I would like to review here today an interesting paper about the application of an optimization technique to problems in Computer Vision.

The technique is called fast bilateral solver, and is a linear solver (optimization algorithm), that, as the authors underline in the abstract, *is a novel algorithm for edge-aware smoothing that combines the flexibility and speed of simple filtering approaches with the accuracy of domain-specific optimization algorithms. *

This is the kind of papers (research) The Information Age has been specially good at spotting for review, sharing and highlighting as pointers in innovative developments that could lead to improvements or guide the future direction in further research and development.

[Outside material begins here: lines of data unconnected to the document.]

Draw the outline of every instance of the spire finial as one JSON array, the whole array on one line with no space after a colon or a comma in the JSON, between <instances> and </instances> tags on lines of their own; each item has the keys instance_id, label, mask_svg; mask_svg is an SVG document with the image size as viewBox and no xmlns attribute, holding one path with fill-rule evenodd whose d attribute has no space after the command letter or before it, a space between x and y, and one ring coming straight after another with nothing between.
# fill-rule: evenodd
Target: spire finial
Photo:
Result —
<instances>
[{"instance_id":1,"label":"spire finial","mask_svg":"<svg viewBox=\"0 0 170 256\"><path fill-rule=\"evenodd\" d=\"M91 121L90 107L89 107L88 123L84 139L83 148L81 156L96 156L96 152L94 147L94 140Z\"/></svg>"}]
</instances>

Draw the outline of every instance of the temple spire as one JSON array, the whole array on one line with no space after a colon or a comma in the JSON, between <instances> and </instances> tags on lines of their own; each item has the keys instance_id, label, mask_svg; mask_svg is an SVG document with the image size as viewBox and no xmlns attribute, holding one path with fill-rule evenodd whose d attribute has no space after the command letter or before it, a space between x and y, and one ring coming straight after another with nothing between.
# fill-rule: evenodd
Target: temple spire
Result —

Of note also is the combination of theoretical developments in mathematical optimization and straight empirical application in domain-specific state-of-the-art computer vision problems, with an ease of integration with another state-of-the-art develpoments such as deep learning pipelines:

### The Fast Bilateral Solver

We present the bilateral solver, a novel algorithm for edge-aware smoothing that combines the flexibility and speed of simple filtering approaches with the accuracy of domain-specific optimization algorithms. Our technique is capable of matching or improving upon state-of-the-art results on several different computer vision tasks (stereo, depth superresolution, colorization, and semantic segmentation) while being 10-1000 times faster than competing approaches. The bilateral solver is fast, robust, straightforward to generalize to new domains, and simple to integrate into deep learning pipelines.

### Problem Formulation

The outline of the problem is around the relationship between the core of a natural image and its edges and boundaries, e.g., the images’ pixels are correlated smoothly at its core, but present discontinuities at the edges or across edges. Automated systems strive to achieve a better awareness of these discontinuities, in order to present the best possible result in the consistency required of a proper image resolution. As the complexity and difficulty in resolving challenging issues in an image increase the need for better , more sophisticated optimization techniques comes forth (the numbers below are related with the references section of the paper):

Traditional approaches to edge-aware smoothing apply an image-dependent filter to a signal of interest. Examples of this include joint bilateral filtering [37,40] and upsampling [20], adaptive manifolds [12], the domain transform [11], the guided filter [17,16], MST-based filtering [41], and weighted median filtering [30,44]. These techniques are flexible and computationally efficient, but often insufficient for solving more challenging computer vision tasks. Difficult tasks often necessitate complex iterative inference or optimization procedures that encourage smoothness while maintaining fidelity with respect to some observation. Optimization algorithms of this nature have been used in global stereo [34], depth superresolution [10,19,24,26,29,32], colorization [25], and semantic segmentation [6,22,28,45]. These approaches are tailored to their specific task, and are generally computationally expensive. In this work we present an optimization algorithm that is 10-1000× faster than existing domain-specific approaches with comparable accuracy, and produces higher-quality output than lightweight filtering techniques with comparable runtimes.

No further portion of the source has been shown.